The poll, which studied Americans’ perceptions of Jews and was released Wednesday, showed 11 percent of respondents “intensely harbor” anti-Semitic views by agreeing to six or more anti-Jewish statements. That percentage would translate to about 28 million people.
ADL polls over the last 25 years have consistently shown between 11 and 14 percent of citizens have extreme anti-Semitic mindsets, prompting the group to conclude that the increase in anti-Semitic attacks is caused by a growing willingness to act on these beliefs instead of a rise in people who hold these beliefs.
“In recent times, we’ve been horrified by an uptick in anti-Semitic violence," ADL CEO Jonathan Greenblatt said in the poll’s release. “Our research finds that this uptick is being caused not by a change in attitudes among most Americans. Rather, more of the millions of Americans holding anti-Semitic views are feeling emboldened to act on their hate.”
The poll tested 11 stereotypical anti-Semitic statements, including “Jews still talk too much about what happened to them in the Holocaust,” which 19 percent of respondents agreed with. Participants were also asked if “Jews want to weaken our national culture by supporting more immigrants coming to our country,” which received 10 percent support.
The sample was also questioned on other stereotypes, including Jews being “more loyal to Israel than to America” which received 24 percent support, and others including Jews having too much power in the business world, with 15 percent agreeing.
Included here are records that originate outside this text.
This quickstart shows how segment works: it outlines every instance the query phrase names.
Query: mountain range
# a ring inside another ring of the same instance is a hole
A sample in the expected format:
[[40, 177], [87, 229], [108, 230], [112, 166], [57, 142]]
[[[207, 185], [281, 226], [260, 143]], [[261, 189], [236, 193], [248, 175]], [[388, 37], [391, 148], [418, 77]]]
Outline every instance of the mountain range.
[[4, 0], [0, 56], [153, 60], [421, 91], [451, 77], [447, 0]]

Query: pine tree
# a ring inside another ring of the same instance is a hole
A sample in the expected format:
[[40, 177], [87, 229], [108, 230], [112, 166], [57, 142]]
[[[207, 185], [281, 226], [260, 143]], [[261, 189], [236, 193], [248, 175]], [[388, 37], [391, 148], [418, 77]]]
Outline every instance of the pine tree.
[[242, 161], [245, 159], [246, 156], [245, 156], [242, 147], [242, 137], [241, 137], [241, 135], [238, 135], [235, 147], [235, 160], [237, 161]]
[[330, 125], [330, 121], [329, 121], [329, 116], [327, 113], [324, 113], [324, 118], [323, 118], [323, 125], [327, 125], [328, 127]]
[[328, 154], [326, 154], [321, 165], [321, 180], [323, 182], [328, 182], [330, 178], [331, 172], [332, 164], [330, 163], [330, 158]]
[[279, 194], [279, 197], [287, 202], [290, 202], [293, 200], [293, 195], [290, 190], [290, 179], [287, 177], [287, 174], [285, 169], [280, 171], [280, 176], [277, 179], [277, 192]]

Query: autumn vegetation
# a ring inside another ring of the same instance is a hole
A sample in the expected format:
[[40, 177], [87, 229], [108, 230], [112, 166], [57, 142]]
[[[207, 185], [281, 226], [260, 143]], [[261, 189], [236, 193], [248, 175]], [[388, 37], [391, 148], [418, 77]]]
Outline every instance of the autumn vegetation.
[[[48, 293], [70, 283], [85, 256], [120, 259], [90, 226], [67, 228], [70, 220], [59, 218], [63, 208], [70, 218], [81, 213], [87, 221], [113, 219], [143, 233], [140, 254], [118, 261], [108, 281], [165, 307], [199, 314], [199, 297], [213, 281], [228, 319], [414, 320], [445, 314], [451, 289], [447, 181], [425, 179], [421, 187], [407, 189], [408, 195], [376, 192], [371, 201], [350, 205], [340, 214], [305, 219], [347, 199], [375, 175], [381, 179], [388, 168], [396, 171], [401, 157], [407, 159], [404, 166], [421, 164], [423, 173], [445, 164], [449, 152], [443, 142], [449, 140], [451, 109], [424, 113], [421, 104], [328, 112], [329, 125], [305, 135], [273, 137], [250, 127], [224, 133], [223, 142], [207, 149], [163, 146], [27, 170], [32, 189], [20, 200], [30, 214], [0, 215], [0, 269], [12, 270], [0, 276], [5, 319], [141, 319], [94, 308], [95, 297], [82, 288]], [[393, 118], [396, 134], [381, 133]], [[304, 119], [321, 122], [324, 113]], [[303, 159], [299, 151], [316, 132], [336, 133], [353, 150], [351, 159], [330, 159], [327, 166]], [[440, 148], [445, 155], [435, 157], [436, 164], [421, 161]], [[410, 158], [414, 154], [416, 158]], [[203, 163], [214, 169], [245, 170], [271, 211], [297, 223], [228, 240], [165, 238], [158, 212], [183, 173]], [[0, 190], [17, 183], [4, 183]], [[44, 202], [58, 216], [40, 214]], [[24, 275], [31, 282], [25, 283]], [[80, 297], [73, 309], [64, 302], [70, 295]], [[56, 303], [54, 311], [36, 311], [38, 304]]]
Fourteen percent of individuals also said they agree that Israel sometimes “behaves as badly as the Nazis.”
But the poll still showed positive statements associated with the Jewish community, with 79 percent saying Jews “place a strong emphasis on the importance of family life” and 66 percent saying “Jews have contributed much to the cultural life of America.”
The poll was conducted between Oct. 12 and 16 and involved 800 interviews with U.S. citizens 18 years old or older. The margin of error is 3.5 percentage points. The ADL noted that this poll was completed before the recent streak of anti-Semitic attacks, specifically in the New Jersey and New York areas.
ADL’s first poll was completed in 1964 when 29 percent of respondents believed in six or more of the statements. In the last poll from 2016, 14 percent were considered to “intensely harbor” anti-Semitic values.
ADL is calling on Congress to take several actions in response to the poll and other data, including improving crime reporting, education about the Holocaust, enforcement against those who spread online hate and funding for security at places of worship across the country.
The security funding increased by $30 million in this appropriations cycle, but the recent events and FBI data showing that Jews are the most targeted for religion-based hate crimes have pushed advocates to ask for further protection.